IPv6 equivalent of ARP - possibly dumb question
Frank Bulk - iName.com
frnkblk at iname.com
Thu Apr 1 15:16:35 CEST 2010
Thanks for the insight.
They must expire quickly. I pinged ipv6.google.com from a workstation and
that showed up in "sh ipv6 nei" as ACTIVE. Very quickly it showed up as
stale.
Unfortunately, we don't have any netflow in place today.
Frank
-----Original Message-----
From: Gert Doering [mailto:gert at space.net]
Sent: Thursday, April 01, 2010 4:42 AM
To: Frank Bulk - iName.com
Cc: ipv6-ops at lists.cluenet.de
Subject: Re: IPv6 equivalent of ARP - possibly dumb question
Hi,
On Wed, Mar 31, 2010 at 08:05:07AM -0500, Frank Bulk - iName.com wrote:
> It's my understanding that the closest equivalent of ARP in IPv6 is "sh
ipv6
> neighbors". When I do that on our Cisco 7206VXR running 12.2(31)SB16 I
see
> only a few addresses, not nearly all the ones that I know that the PCs
> "obtained" via SLAAC.
These entries seem to expire fairly quickly.

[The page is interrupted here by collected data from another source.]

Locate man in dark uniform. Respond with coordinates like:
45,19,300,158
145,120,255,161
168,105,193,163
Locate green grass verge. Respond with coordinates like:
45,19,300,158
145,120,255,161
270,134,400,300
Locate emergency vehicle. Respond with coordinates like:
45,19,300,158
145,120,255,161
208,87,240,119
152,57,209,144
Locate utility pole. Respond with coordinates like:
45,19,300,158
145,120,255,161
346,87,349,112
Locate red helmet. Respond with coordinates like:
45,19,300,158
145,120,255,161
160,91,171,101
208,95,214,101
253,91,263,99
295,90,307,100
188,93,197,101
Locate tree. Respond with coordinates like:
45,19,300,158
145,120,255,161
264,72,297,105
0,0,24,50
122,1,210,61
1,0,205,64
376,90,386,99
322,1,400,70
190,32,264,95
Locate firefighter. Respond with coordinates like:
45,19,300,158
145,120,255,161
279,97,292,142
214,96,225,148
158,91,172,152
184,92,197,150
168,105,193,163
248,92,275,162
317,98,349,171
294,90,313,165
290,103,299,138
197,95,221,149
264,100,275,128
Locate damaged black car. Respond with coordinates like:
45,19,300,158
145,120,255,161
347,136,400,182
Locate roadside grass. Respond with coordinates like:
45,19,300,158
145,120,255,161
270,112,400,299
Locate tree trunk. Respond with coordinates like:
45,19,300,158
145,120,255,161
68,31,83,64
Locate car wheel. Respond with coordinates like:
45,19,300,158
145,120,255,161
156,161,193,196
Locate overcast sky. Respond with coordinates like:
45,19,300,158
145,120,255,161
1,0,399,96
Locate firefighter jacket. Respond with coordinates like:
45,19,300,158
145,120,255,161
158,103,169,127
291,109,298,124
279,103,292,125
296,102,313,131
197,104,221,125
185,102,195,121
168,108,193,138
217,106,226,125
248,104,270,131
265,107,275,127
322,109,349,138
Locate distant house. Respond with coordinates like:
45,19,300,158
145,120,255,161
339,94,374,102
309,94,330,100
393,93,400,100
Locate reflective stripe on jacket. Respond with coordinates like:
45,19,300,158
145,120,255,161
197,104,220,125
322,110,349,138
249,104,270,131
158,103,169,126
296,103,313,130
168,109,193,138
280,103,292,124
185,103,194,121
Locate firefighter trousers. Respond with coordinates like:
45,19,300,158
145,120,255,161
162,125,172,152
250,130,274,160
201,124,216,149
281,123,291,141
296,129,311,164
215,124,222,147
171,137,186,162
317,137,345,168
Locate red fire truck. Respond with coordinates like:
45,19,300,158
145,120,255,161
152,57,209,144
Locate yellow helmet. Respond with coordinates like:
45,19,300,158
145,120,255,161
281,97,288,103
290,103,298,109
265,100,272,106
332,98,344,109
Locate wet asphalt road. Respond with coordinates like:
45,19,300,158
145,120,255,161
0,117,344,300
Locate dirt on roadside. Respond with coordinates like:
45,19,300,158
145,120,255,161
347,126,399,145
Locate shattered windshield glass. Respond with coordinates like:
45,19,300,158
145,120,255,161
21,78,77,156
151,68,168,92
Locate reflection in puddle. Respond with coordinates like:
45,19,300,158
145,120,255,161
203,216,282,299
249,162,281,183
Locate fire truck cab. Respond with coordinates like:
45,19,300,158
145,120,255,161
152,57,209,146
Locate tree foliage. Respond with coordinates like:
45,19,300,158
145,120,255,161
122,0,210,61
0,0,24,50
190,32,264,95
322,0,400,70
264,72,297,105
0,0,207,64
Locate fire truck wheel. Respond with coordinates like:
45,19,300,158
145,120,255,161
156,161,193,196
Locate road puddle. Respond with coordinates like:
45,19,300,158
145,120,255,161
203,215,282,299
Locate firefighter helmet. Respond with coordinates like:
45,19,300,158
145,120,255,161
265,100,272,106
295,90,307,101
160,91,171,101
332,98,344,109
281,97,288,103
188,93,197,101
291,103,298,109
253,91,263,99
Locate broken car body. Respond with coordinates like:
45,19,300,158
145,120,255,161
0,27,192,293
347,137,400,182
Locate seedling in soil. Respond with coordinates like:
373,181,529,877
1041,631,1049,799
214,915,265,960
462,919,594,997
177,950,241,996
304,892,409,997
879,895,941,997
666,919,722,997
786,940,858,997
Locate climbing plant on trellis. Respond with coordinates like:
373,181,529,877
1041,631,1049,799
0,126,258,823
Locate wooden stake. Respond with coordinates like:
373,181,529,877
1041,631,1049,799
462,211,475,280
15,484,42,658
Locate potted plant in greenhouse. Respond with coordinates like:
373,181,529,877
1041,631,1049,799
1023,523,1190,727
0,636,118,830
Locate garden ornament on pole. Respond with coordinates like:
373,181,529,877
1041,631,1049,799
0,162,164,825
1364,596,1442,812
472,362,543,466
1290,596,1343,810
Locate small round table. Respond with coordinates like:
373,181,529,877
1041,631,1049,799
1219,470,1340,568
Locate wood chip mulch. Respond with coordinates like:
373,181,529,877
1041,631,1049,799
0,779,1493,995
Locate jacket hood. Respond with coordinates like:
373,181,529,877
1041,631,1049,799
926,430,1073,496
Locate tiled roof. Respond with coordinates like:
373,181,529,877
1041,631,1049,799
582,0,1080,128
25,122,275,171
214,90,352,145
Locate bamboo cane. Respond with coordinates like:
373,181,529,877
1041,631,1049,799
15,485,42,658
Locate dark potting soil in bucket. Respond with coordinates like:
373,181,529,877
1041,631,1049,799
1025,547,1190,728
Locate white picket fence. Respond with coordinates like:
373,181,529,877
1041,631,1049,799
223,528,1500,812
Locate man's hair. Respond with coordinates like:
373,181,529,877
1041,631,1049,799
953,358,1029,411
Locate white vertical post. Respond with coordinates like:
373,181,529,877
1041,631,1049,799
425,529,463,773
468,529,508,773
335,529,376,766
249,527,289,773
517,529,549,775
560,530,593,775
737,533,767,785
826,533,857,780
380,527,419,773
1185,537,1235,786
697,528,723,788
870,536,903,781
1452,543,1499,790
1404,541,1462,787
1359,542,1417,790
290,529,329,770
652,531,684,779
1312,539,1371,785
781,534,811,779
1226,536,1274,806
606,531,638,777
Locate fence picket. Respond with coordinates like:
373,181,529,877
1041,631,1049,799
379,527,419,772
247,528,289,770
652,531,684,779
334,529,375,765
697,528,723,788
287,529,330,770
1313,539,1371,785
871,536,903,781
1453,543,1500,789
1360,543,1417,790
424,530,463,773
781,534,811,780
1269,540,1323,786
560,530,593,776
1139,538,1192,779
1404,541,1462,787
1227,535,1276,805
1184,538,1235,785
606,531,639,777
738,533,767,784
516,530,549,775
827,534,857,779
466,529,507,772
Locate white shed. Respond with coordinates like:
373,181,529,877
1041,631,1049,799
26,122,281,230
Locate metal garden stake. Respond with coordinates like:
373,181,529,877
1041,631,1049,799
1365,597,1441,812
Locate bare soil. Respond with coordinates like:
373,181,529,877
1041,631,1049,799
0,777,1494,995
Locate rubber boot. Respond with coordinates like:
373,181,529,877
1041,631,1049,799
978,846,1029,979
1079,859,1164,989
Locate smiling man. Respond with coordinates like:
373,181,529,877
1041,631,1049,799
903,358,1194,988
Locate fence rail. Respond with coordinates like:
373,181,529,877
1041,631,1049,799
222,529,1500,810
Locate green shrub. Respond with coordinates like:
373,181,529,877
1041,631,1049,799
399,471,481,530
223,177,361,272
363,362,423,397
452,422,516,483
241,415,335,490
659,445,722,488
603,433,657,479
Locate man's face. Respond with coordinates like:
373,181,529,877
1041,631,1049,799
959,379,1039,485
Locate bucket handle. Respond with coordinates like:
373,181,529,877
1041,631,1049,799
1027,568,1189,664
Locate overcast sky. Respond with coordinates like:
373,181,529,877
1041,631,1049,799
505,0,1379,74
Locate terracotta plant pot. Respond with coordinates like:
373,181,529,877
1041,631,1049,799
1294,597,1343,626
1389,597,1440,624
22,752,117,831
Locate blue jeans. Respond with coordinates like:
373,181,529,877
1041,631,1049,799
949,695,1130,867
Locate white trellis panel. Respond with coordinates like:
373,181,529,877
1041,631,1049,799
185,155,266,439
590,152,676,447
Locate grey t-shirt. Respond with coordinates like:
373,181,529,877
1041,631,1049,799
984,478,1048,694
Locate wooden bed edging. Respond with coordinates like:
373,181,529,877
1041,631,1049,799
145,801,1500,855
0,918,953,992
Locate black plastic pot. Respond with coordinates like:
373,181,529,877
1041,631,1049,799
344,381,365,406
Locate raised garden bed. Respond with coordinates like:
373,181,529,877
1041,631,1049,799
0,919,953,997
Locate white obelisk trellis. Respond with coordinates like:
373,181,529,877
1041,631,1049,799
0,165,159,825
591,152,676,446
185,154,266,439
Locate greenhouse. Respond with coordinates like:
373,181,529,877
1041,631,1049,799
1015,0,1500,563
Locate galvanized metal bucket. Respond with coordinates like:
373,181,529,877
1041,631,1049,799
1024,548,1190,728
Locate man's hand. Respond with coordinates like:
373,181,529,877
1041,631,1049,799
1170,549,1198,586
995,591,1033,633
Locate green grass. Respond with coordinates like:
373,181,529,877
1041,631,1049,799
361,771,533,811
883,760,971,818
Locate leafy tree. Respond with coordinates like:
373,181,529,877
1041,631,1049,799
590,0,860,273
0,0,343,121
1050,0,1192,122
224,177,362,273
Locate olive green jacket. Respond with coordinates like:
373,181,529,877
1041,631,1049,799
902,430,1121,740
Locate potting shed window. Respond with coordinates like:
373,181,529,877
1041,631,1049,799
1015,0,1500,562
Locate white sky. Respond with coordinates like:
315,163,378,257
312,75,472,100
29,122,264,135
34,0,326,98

> How do I see which IPv6 hosts are actively sending traffic through/to our
> router?
By checking "show ipv6 neighbors" - that's the active hosts. Most likely
the "unseen rest" is onyl using IPv4...
Alternatively, and if your IOS permits (I'm not sure about 12.2SB - 12.2S
does not, 12.2SR and 12.4 definitely do) you could use IPv6 netflow.